Why do I get an error message that says, "Sorry, unable to complete requested action" when I try to submit an online form?
Published on: 1/7/2024
Summary: This is a unique message for transactions we block for very specific network security issues. They are almost always caused by your VPN provider assigning a risky IP address to your public-facing port. We purposely block certain IP addresses that are used by high-volume SPAMMERS and malware bad actors. This action is necessary to prevent malware from entering our system and to limit penetration attacks. This is the outermost layer of our multiple security protections. Unfortunately, normal people who use consumer-grade VPN services can get caught in this protection when the VPN service sells the use of their VPN service to bad actors. With almost all VPNs, the outward-facing IP address of the VPN hides your personal IP address. In all VPNs these outward-facing IP addresses are shared by all clients of the VPN. We have no technical way to tell the good actors from the bad once they are co-mingled onto the same IP address, so we have to ban all users of the IP address. If the VPN sells its service to one or more bad actors, the use of the shared IP address by the bad actor can pollute all users of the shared IP address provided by the VPN. Fortunately, the workaround is easy: just turn off your VPN when entering a form on our site (details below.)
Full Support Posting:
We purposely block certain IP addresses that high-volume SPAMMERS and malware bad actors use. This action is necessary to prevent malware from entering our system and limit penetration attacks.
This is the outermost layer of our security protections.
Unfortunately, normal people who use consumer-grade VPN services can also get caught in this protection when the VPN service sells the use of their VPN service to bad actors. With almost all VPNs, the outward-facing IP address of the VPN hides your personal IP address. In all VPNs these outward-facing IP addresses are shared by all clients of the VPN. Typically, thousands of people can share the same IP address. If the VPN sells its service to one or more bad actors, bad actors' malfeasance becomes associated with the shared IP address and can pollute all other users of the shared IP address provided by the VPN.
Unfortunately, obscured behind the IP address, we have no technical way to tell the good actors from the bad once they are co-mingled onto the same IP address, so we have no choice but to ban all users of the IP-polluted address.
This occurs because consumer-grade VPNs are inexpensive, making them attractive to you but also to high-volume bad actors. They become more attractive when the VPN operator does not vet its clients to weed out bad actors.

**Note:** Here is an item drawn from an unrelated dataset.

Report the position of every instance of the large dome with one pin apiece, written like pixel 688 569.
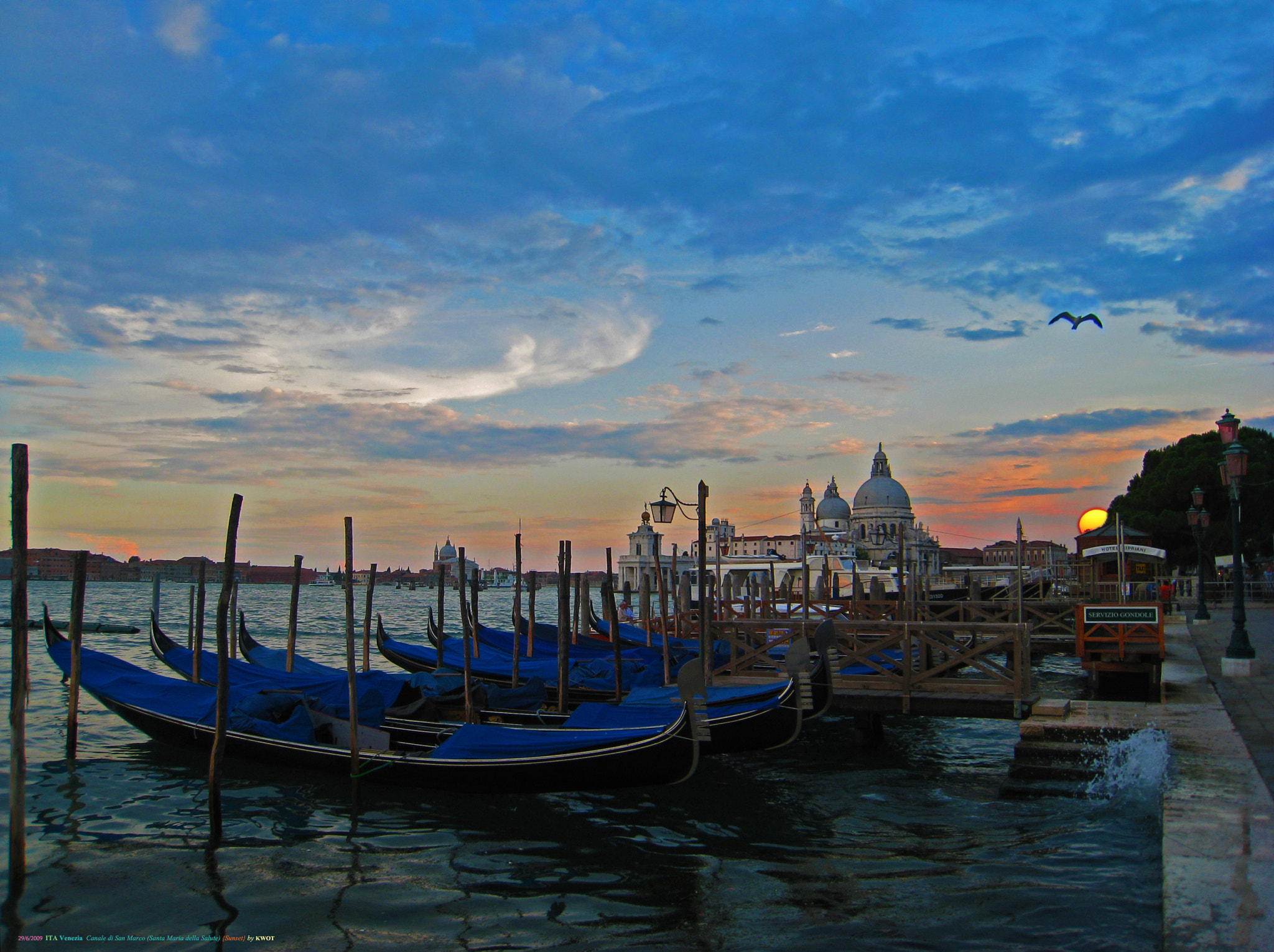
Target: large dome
pixel 882 491
pixel 832 506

Almost all professional-grade VPNs vet their clients and the clients are required to be authenticated so it is much less of an issue with more-professional services.
Since the outward-facing IP addresses provided by the VPN operators are shared, potentially by thousands of users, one bad actor can contaminate the IP address for all other legitimate users of the VPN.
We belong to an IP monitoring consortium operated by the large national and international tier-1 core Internet operators who track the use of IP addresses used by high-volume SPAMMERs (tens of millions of SPAM messages per day), cyber-criminals, malware providers and other bad actors. This is not a simple consumer-grade blocking service but one built and operated by larger network operators. To make the list, the use of the IP address must be really bad; these aren't judgment calls or even close calls. Many of the bad actors have "red notices" from INTERPOL or are Eastern European or Asian organized crime and even some state-actors. Most of the bad traffic originates overseas in areas where the laws are more "relaxed" about cybercrime. To make the bad traffic look like it comes from USA sources, the cyber-criminal passes it through a USA VPN provider using their shared IP addresses.
You come along and buy one of the VPN services that also sells to bad actors and the IP address given to you for your traffic is also used by the bad actors and you get caught up in the mess.
Our security consortium maintains the bad IP address list in real time, and our content management system (CMS) is programmatically linked to the "bad IP address" database in real time. The CMS is programmed to block any IP address on this list automatically. Also, if the IP address gets rehabilitated (removed from the list), our block in our CMS is instantly removed to allow the traffic into our network.
The low-cost consumer VPN providers are in a very competitive business with a very low-margin product. In their attempts to remain in business, the temptation to sell to anyone is great. All they really care about is that their client pays their low fee. IMHO, that is misguided but understandable. Personally, I find it ironic that a product like a VPN is sold and used to "make people safer online" is also used by some of the largest cybercriminals in the world to make them safer while doing online crime.
On our end, each of these rejected transactions is logged. In our log files, we see, "visitor's request was denied because the spam protection service reported that visitor's IP address was used by spammers."
If you ever get a transaction rejected for this reason, the workaround is simple: just turn off your VPN! By turning it off, your connection will revert to using your safe network-assigned IP address and the transaction will complete.
With our website, you don't need a VPN anyway. All transactions from all users are SSL encrypted end-to-end (from your browser to our servers and back again) using 256-bit public/private keys in both directions.
You can then turn your VPN back on after you finish your transaction with us if you wish.
We will only block your bad IP address when you try to interact with our system. If you are just browsing the website, we do not block viewing web pages until you attempt to interact with our backend servers.
Also, you can replace your VPN provider with a more professional-grade service that does not sell services to bad actors.